No geral, o balanço é positivo, já que as reclamações estão diminuindo e a atividade comercial está aumentando, embora tudo tenha suas nuances. Se considerarmos 2016, a taxa de acidentes caiu 30% em comparação com 2015; no entanto, o primeiro trimestre de 2017 registrou um aumento devido ao cumprimento da pena de uma gangue de ladrões que, ao voltar às ruas, retomou suas atividades criminosas, realizando dois assaltos muito violentos. Por isso, o Colégio está pressionando o Legislativo para reformar o Código Penal, o que, sem eufemismos, equivale a um endurecimento das penas. Além disso, anunciam que se apresentarão como acusação particular em casos de danos a pessoas ou propriedades.
Por outro lado, parabenizam a eficácia do plano de Alerta Avançado implementado em 2011, que consiste em uma série de medidas preventivas que, além de manter o joalheiro em contato permanente com os Mossos d'Esquadra, facilita a comunicação quando novos tipos de golpes ou métodos de furto são detectados.
Em relação à atividade econômica em si, a recuperação está consolidada, sendo 2016 o terceiro ano de crescimento após atingir o fundo do poço em 2013, quando se acumulavam seis anos de quedas contínuas. No entanto, levará tempo para retornar aos níveis de 2007, quando foram faturados 725 milhões de euros, praticamente o dobro de 2016 (346 milhões)... e quando também havia o dobro de negócios.
Após esses nove anos de quedas e — agora — recuperação discreta, os associados estão muito conservadores em suas previsões e, apesar de uma boa campanha de Natal (43% dos entrevistados acreditam que foi melhor que 2015, 34% disseram que foi igual e apenas 23% disseram que foi pior), não se arriscam a dar um número de crescimento para 2017.

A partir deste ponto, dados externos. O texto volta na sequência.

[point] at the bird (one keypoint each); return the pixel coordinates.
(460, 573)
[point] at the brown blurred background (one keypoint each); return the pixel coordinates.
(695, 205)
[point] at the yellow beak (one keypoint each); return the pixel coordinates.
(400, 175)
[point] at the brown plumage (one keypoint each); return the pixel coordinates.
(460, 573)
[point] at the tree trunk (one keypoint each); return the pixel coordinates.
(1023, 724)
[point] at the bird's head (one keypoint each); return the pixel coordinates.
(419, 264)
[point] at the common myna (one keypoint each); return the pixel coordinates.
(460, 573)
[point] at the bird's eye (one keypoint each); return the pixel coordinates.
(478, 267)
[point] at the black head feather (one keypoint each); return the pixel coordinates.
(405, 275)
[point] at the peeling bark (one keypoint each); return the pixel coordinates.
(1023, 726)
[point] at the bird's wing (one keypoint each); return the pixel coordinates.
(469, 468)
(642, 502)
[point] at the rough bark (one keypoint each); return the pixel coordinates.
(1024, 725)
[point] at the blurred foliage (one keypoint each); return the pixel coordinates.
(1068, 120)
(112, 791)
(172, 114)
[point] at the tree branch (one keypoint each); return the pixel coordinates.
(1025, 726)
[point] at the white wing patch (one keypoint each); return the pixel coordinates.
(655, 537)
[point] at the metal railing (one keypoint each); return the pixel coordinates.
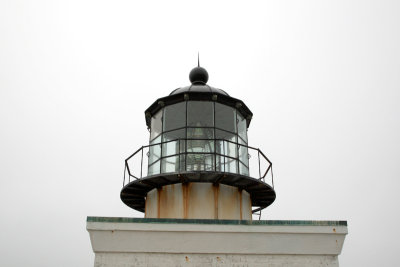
(259, 166)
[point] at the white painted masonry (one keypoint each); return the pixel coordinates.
(177, 242)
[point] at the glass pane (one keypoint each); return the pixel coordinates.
(242, 127)
(200, 162)
(225, 117)
(243, 170)
(200, 114)
(225, 164)
(243, 153)
(156, 125)
(174, 116)
(155, 150)
(206, 142)
(171, 164)
(154, 168)
(172, 147)
(200, 133)
(228, 147)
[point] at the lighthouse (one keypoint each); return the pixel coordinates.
(199, 184)
(197, 162)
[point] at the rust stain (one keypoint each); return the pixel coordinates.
(215, 189)
(159, 201)
(240, 200)
(185, 200)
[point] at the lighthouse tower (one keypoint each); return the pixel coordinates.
(199, 184)
(198, 159)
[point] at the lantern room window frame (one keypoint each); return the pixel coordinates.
(224, 154)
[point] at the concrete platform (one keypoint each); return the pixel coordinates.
(187, 242)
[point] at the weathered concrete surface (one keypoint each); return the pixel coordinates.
(198, 201)
(168, 242)
(216, 260)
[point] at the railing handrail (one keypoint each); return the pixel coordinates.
(261, 177)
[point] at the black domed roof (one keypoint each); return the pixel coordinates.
(199, 88)
(198, 77)
(198, 91)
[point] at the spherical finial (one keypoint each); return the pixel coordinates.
(198, 75)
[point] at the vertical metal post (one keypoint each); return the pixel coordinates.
(141, 164)
(186, 136)
(179, 155)
(215, 141)
(272, 175)
(259, 167)
(123, 183)
(223, 147)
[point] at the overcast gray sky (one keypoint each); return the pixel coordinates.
(321, 77)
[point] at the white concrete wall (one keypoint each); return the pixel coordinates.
(198, 201)
(148, 243)
(217, 260)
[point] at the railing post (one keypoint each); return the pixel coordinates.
(259, 166)
(141, 164)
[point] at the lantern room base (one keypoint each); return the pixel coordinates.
(125, 242)
(134, 193)
(198, 201)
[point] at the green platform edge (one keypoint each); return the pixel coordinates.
(206, 221)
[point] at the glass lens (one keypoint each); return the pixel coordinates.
(156, 125)
(154, 150)
(154, 168)
(225, 117)
(242, 127)
(174, 116)
(200, 162)
(200, 114)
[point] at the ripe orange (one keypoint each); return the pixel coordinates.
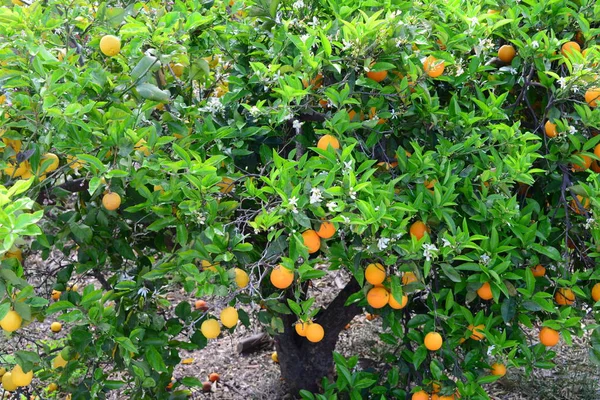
(550, 129)
(564, 297)
(315, 332)
(485, 291)
(580, 209)
(592, 97)
(585, 165)
(549, 337)
(301, 327)
(110, 45)
(377, 76)
(282, 277)
(596, 292)
(538, 271)
(378, 297)
(420, 395)
(111, 201)
(498, 369)
(433, 341)
(418, 229)
(408, 277)
(311, 240)
(506, 53)
(569, 48)
(395, 305)
(229, 317)
(21, 378)
(477, 332)
(433, 67)
(375, 274)
(326, 141)
(326, 230)
(11, 321)
(210, 328)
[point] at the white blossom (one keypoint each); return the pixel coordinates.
(315, 196)
(382, 243)
(429, 251)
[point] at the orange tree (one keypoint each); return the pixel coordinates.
(443, 158)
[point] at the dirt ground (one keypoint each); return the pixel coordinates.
(256, 376)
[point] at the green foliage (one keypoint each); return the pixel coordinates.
(218, 168)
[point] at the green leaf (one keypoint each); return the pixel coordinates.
(152, 92)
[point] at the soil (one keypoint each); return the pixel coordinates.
(256, 376)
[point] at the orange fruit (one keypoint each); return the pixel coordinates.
(564, 297)
(580, 209)
(420, 395)
(311, 240)
(433, 67)
(301, 328)
(377, 76)
(201, 305)
(550, 129)
(11, 321)
(229, 317)
(477, 332)
(395, 305)
(282, 277)
(315, 333)
(433, 341)
(210, 328)
(485, 291)
(418, 229)
(498, 369)
(408, 277)
(538, 271)
(596, 292)
(375, 274)
(585, 165)
(592, 97)
(326, 230)
(111, 201)
(549, 337)
(326, 141)
(378, 297)
(373, 114)
(506, 53)
(569, 48)
(21, 378)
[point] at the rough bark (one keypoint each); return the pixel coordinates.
(304, 364)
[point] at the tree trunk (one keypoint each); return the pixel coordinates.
(304, 364)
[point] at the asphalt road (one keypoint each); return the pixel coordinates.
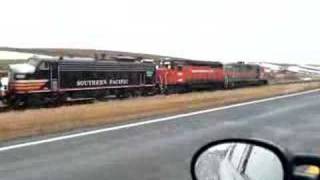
(163, 150)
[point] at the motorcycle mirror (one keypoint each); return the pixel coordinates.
(240, 159)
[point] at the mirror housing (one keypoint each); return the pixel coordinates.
(221, 150)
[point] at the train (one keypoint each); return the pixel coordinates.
(54, 81)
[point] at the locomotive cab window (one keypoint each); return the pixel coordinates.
(44, 66)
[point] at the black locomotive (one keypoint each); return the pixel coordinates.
(57, 80)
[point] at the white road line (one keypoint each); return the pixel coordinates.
(87, 133)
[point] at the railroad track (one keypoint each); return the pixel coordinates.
(4, 108)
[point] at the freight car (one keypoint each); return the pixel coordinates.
(241, 74)
(56, 80)
(180, 76)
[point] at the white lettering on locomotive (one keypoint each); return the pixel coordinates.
(86, 83)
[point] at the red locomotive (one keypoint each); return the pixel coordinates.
(181, 76)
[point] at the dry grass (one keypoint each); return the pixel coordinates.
(43, 121)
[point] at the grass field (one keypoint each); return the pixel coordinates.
(35, 122)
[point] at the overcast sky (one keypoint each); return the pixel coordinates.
(227, 30)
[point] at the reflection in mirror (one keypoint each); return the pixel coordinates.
(307, 170)
(238, 161)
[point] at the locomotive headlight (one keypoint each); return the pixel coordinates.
(20, 76)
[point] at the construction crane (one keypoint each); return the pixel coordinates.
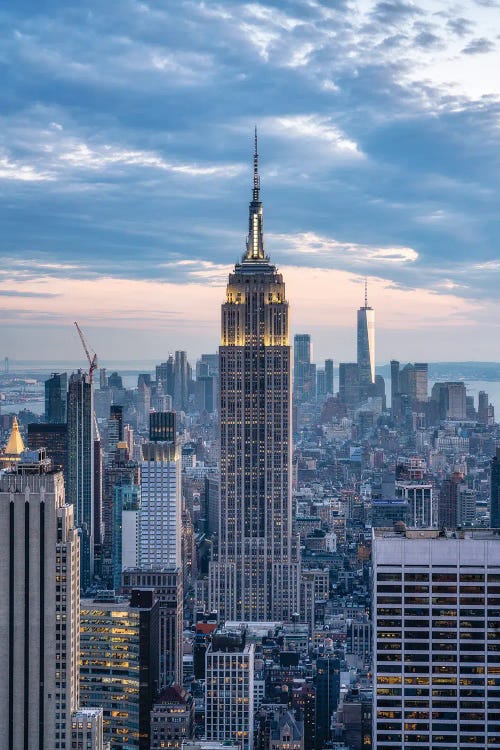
(92, 359)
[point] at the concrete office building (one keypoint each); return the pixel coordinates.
(160, 513)
(56, 388)
(172, 718)
(39, 607)
(256, 575)
(229, 695)
(495, 491)
(119, 664)
(53, 437)
(366, 344)
(329, 382)
(80, 486)
(168, 589)
(436, 639)
(86, 729)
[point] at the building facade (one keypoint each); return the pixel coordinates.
(119, 665)
(229, 695)
(39, 578)
(86, 729)
(80, 489)
(436, 639)
(56, 388)
(256, 575)
(160, 513)
(366, 344)
(167, 585)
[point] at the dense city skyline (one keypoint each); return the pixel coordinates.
(124, 149)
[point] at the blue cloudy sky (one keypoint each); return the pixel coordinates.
(125, 161)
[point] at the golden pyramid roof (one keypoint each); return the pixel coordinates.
(15, 445)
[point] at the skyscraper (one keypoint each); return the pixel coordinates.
(53, 437)
(39, 607)
(160, 513)
(394, 383)
(256, 574)
(181, 381)
(366, 343)
(55, 397)
(495, 491)
(301, 366)
(119, 663)
(329, 376)
(421, 381)
(327, 697)
(482, 408)
(436, 661)
(229, 697)
(80, 490)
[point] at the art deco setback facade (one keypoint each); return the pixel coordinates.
(256, 574)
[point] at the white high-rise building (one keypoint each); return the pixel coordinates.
(366, 343)
(160, 511)
(39, 607)
(86, 729)
(436, 639)
(256, 574)
(229, 694)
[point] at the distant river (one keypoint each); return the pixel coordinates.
(492, 388)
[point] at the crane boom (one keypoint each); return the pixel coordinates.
(92, 359)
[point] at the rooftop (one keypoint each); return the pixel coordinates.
(482, 534)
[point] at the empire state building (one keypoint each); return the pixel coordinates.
(256, 573)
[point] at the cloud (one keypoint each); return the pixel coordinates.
(35, 295)
(10, 170)
(460, 26)
(478, 46)
(314, 129)
(126, 139)
(393, 12)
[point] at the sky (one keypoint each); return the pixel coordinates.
(126, 136)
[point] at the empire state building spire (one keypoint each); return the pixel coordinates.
(255, 574)
(255, 239)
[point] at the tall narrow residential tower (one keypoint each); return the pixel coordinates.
(366, 343)
(80, 491)
(255, 576)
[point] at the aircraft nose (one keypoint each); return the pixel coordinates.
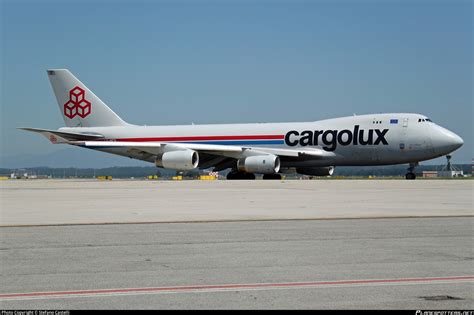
(445, 141)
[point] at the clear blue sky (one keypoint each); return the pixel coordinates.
(177, 62)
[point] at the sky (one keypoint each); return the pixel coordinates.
(182, 62)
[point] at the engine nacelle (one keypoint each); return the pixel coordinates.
(262, 164)
(316, 171)
(178, 160)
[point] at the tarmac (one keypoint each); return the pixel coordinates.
(322, 244)
(46, 202)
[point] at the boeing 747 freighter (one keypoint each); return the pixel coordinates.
(311, 148)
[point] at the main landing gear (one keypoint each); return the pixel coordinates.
(233, 175)
(411, 171)
(272, 176)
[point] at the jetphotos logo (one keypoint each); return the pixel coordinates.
(331, 138)
(77, 104)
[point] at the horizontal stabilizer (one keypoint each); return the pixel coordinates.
(64, 137)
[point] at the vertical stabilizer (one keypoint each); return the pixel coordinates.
(78, 105)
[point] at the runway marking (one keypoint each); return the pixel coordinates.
(448, 216)
(230, 287)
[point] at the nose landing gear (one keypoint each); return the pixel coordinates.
(411, 171)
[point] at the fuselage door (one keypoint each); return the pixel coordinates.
(405, 122)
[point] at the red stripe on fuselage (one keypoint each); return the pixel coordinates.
(204, 138)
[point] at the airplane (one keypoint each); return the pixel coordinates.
(271, 149)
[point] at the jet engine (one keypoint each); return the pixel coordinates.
(262, 164)
(316, 171)
(178, 160)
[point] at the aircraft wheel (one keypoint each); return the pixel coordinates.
(240, 176)
(272, 176)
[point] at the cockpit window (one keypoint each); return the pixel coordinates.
(424, 119)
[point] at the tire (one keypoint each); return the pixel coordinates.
(271, 177)
(240, 176)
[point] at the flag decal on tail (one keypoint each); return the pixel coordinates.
(77, 104)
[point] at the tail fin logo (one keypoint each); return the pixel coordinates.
(77, 104)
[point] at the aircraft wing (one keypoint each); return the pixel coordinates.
(229, 151)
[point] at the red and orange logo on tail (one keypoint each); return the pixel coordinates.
(77, 104)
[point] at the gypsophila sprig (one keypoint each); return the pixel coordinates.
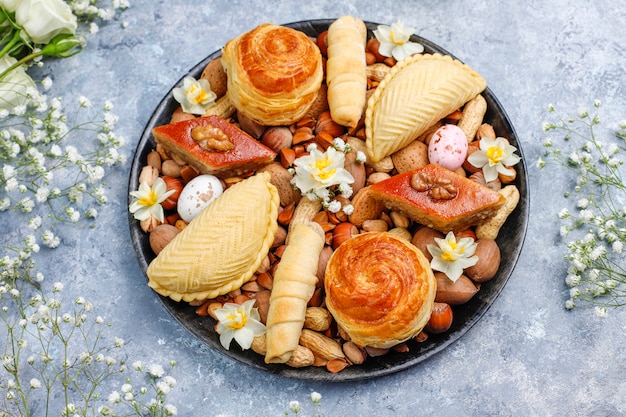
(58, 356)
(56, 345)
(594, 224)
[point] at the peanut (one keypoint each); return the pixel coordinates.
(317, 318)
(304, 212)
(223, 108)
(473, 114)
(300, 358)
(321, 346)
(491, 228)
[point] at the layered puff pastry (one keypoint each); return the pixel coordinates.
(380, 289)
(417, 92)
(294, 283)
(274, 73)
(222, 247)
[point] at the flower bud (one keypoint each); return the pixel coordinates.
(64, 46)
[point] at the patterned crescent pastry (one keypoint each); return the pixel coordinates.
(380, 289)
(418, 91)
(274, 73)
(222, 247)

Em relação aos fabricantes e artesãos, as coisas não parecem tão boas: a maioria deles prevê uma desaceleração na taxa de crescimento... que no ano passado foi de 1% em comparação com 2015. Desde o pico em 2011, o preço da onça de ouro não parou de cair, com uma ligeira recuperação em 2016. A Espanha representa 0,4% da demanda mundial de ouro para joias, um total de mais de 2.000 toneladas. Praticamente todos (88%) os negócios pesquisados não realizaram operações de compra e venda de ouro para pessoas físicas.